When push really comes to shove, therefore, I think it is here that we see the message diplomacy that will turn out to be most important to the future of the NPT regime. The White House has preoccupied itself with the atmospherics of nuclear disarmament credibility, lowest-common-denominator consensus diplomacy, and the awkward and confusing tap dance of seeming concerned about national security threats while yet avoiding the appearance of being so focused upon them that President Obama looks like his predecessor.

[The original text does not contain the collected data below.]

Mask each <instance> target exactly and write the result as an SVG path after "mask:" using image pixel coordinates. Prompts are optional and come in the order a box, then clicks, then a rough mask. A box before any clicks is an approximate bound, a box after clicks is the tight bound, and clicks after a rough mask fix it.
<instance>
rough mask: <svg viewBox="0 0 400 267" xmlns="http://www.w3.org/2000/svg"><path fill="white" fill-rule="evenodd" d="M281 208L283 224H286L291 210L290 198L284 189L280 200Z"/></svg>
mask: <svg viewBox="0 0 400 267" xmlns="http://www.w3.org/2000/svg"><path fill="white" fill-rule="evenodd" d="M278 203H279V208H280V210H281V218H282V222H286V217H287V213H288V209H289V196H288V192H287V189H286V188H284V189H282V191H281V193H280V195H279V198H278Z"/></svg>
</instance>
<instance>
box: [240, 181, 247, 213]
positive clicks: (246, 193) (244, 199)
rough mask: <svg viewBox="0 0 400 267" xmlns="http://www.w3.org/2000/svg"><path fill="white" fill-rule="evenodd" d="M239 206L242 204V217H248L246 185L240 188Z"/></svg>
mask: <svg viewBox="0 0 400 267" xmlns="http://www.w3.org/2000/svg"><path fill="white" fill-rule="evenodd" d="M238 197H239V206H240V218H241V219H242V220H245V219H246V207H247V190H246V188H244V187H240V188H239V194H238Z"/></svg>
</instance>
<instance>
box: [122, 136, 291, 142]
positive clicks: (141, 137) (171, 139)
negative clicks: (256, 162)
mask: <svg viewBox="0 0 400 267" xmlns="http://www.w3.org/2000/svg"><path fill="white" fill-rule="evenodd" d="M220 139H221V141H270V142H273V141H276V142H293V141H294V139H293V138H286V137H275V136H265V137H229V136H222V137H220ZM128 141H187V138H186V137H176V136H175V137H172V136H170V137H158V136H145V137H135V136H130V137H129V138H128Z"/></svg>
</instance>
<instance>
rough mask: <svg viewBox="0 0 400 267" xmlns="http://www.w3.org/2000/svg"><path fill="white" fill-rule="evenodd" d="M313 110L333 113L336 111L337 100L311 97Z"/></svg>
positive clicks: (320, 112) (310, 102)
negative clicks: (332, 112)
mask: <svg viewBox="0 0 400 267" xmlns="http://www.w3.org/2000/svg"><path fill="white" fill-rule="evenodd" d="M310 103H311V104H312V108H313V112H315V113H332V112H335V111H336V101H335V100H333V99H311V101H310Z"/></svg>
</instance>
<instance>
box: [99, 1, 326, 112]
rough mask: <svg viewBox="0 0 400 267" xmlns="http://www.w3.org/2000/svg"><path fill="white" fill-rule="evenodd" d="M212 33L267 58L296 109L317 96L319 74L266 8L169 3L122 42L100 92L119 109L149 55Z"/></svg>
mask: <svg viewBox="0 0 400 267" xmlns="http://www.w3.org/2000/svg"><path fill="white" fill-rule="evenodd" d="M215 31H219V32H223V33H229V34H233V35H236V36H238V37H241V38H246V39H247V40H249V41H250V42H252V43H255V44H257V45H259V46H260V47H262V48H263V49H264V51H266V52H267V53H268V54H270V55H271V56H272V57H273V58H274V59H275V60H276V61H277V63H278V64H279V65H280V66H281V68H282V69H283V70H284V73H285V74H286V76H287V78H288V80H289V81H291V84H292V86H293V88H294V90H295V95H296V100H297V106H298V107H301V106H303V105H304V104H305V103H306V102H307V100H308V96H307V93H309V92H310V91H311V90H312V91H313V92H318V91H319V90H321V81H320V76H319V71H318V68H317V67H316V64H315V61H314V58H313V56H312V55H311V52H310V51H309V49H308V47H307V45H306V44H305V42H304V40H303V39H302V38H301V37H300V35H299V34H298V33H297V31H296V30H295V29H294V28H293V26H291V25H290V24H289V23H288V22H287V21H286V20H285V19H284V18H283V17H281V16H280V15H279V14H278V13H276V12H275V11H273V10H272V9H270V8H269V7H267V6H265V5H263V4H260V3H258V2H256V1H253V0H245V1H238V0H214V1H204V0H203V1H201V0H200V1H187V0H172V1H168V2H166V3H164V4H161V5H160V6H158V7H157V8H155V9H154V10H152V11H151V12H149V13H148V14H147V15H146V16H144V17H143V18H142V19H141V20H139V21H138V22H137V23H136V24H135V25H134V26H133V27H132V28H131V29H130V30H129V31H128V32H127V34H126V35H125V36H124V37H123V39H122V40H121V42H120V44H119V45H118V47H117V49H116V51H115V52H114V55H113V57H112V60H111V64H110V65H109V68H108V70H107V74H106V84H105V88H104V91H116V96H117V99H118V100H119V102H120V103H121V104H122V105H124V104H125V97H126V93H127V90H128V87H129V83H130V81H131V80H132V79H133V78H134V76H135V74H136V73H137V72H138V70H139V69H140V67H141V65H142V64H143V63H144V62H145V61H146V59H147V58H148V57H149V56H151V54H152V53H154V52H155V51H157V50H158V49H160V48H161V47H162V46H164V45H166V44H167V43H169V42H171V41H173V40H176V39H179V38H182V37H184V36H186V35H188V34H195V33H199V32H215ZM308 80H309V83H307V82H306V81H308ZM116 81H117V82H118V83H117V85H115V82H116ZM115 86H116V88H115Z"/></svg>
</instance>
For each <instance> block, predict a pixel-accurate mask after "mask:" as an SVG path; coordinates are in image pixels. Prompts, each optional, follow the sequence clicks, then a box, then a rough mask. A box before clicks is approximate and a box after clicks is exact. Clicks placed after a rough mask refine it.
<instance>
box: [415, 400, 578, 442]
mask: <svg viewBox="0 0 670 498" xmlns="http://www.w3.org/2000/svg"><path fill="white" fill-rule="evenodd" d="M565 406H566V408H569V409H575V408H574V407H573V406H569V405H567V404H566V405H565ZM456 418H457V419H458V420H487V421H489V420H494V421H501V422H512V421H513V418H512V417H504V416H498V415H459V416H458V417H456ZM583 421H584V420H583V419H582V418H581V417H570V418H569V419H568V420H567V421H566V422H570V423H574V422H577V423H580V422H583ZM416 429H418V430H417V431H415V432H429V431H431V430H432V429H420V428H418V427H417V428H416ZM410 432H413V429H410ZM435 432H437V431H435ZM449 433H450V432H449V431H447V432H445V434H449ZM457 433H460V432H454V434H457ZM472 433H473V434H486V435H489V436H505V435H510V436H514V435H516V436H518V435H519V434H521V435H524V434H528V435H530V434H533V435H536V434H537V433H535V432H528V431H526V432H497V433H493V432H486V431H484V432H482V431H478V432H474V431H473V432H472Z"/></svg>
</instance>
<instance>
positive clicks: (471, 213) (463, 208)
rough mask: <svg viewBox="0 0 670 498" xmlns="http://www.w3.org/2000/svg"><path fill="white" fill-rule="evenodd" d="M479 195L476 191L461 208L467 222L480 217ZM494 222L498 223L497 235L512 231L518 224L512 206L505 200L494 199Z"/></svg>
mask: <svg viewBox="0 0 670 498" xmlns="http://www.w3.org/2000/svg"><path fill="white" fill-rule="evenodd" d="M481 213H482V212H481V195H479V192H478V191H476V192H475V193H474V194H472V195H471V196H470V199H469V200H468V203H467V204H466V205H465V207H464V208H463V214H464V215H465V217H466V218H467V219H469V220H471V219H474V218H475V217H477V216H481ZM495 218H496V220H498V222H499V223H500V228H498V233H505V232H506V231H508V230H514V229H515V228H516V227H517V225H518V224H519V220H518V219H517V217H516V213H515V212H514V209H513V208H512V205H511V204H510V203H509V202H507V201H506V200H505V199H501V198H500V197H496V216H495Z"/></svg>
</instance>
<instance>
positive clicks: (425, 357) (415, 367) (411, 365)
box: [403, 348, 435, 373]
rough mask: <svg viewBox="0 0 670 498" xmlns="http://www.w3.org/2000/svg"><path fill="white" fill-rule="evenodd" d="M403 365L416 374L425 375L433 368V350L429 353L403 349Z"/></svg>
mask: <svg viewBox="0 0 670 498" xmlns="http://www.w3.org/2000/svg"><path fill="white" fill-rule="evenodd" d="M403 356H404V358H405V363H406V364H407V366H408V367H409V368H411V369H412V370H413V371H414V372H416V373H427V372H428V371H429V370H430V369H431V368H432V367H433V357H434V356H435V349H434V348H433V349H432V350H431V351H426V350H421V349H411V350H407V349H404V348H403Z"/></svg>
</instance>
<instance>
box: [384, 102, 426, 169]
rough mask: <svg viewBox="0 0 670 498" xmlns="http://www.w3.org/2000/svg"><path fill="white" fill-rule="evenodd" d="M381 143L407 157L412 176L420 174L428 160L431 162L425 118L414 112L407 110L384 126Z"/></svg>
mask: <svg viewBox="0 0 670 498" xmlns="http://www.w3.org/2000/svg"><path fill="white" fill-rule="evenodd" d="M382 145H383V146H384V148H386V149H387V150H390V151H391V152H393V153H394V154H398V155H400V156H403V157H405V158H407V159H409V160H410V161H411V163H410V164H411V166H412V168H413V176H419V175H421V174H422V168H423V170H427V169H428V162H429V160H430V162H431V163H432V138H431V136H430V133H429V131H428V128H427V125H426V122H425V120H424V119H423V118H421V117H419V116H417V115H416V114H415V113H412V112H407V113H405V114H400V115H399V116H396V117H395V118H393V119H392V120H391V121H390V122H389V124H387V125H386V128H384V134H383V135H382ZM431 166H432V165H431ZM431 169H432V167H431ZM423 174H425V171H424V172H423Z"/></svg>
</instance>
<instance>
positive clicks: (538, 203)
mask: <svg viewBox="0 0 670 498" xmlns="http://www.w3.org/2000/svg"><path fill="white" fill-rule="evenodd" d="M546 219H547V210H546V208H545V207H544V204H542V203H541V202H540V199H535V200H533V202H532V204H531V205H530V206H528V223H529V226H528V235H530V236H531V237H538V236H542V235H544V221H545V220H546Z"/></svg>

With Washington’s attention thus diverted to political theater, the nonproliferation regime has continued to fall down on the job where real credibility is most needed: preventing the spread of nuclear weapons.
We can wring our hands all we like about what Article VI and the NPT Preamble really mean with respect to disarmament, and what it might do for our reputation if we could demonstrate more disarmament “credibility.” At the end of the day, however, the future of the nonproliferation regime depends first and foremost upon its credibility as a nonproliferation regime. Shame on us for getting the priority backwards.